CIRCULAR CLOTHING: we tested it, then shared it
In 2020, we received funding from Migros Pioneer Fund—a major Swiss sustainability initiative that rarely accepts textile companies. Not for The Blue Suit's commercial growth, but for something bigger: sharing what we'd learned.
Co-founders Karen Rauschenbach and Yvonne Vermeulen launched Circular Clothing in January 2020, a non-profit helping small Swiss brands in fashion, homewear, and accessories operate according to circular economy principles.
Why non-profit? Because the research required to develop truly circular products—testing fabrics, certifications, supply chains, production methods—is expensive and time-intensive.
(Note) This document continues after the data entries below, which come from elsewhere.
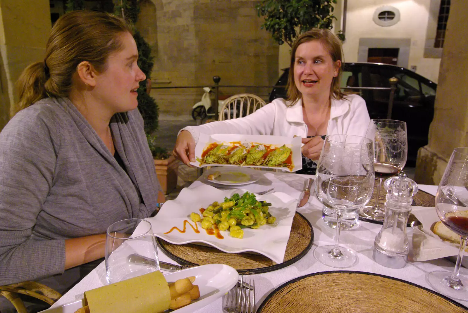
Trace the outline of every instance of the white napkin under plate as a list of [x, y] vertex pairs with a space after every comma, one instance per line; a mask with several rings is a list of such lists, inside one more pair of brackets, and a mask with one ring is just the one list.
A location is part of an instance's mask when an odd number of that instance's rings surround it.
[[[443, 240], [431, 230], [434, 223], [440, 220], [435, 208], [413, 206], [411, 213], [422, 224], [413, 227], [412, 261], [424, 261], [458, 255], [460, 245]], [[468, 253], [465, 252], [463, 255], [468, 255]]]

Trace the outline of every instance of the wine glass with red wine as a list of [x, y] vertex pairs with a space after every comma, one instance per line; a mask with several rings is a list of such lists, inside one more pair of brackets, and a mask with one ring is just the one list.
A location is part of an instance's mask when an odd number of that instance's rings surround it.
[[458, 256], [453, 273], [435, 271], [427, 274], [426, 278], [436, 291], [462, 300], [468, 300], [468, 277], [460, 275], [461, 259], [468, 240], [467, 184], [468, 147], [456, 148], [437, 189], [435, 208], [442, 222], [460, 236]]
[[408, 135], [406, 123], [387, 119], [371, 120], [366, 137], [374, 143], [374, 170], [378, 180], [375, 204], [365, 206], [360, 215], [369, 219], [383, 222], [385, 212], [379, 205], [382, 182], [397, 175], [406, 163]]

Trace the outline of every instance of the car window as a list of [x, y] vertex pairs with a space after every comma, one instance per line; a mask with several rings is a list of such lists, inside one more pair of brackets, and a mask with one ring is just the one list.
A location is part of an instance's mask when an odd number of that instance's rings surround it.
[[352, 76], [352, 72], [348, 72], [347, 71], [344, 71], [343, 73], [341, 76], [341, 83], [340, 84], [340, 87], [343, 88], [344, 87], [351, 86], [351, 85], [350, 85], [350, 83], [351, 83], [350, 80], [352, 80], [352, 78], [350, 78]]
[[435, 96], [436, 91], [432, 87], [430, 87], [423, 82], [421, 83], [421, 89], [423, 92], [423, 95], [428, 97], [430, 96]]
[[358, 89], [347, 88], [346, 87], [359, 87], [362, 86], [362, 75], [360, 72], [356, 73], [350, 71], [343, 72], [340, 87], [346, 93], [356, 94], [362, 96], [361, 90]]
[[418, 102], [421, 100], [419, 81], [402, 73], [395, 75], [398, 79], [395, 99], [400, 101]]

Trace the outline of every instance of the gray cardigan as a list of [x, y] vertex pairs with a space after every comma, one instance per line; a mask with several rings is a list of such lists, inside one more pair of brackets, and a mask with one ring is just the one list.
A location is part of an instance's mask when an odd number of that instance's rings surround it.
[[39, 101], [0, 133], [0, 285], [63, 273], [65, 239], [155, 210], [141, 116], [116, 114], [110, 127], [128, 174], [66, 98]]

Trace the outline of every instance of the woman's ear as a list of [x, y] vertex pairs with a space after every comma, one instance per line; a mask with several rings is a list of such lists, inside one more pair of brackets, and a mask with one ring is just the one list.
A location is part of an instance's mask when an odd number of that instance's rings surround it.
[[81, 81], [92, 87], [96, 86], [98, 73], [91, 63], [83, 61], [78, 65], [77, 68], [78, 76]]
[[340, 66], [341, 66], [341, 61], [339, 60], [336, 60], [336, 61], [335, 62], [335, 71], [333, 72], [333, 76], [336, 76], [338, 75], [338, 73], [340, 71]]

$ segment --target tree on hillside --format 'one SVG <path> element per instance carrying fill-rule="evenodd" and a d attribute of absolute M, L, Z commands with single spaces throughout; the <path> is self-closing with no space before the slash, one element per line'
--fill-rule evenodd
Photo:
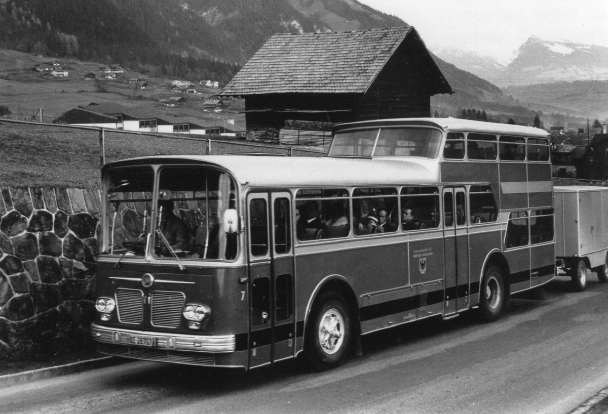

Most small brands can't afford to start from scratch.
We'd already done the work. Every innovation, every certification, every production method was tested on The Blue Suit first. We used ourselves as the proof-of-concept, then built tools, assessments, and frameworks so other brands could skip years of trial and error.
The vision: a zero-waste textile industry where resources stay in closed loops. Right now, only 1% of textiles achieve this. The rest? "73% end up in landfills or burned, 12% get recycled or downcycled, and 14% is lost during production and processing."
The Migros funding went toward building that knowledge infrastructure—toolboxes, assessment frameworks, circular design principles. Not profit. That was the condition, and exactly what the industry needed.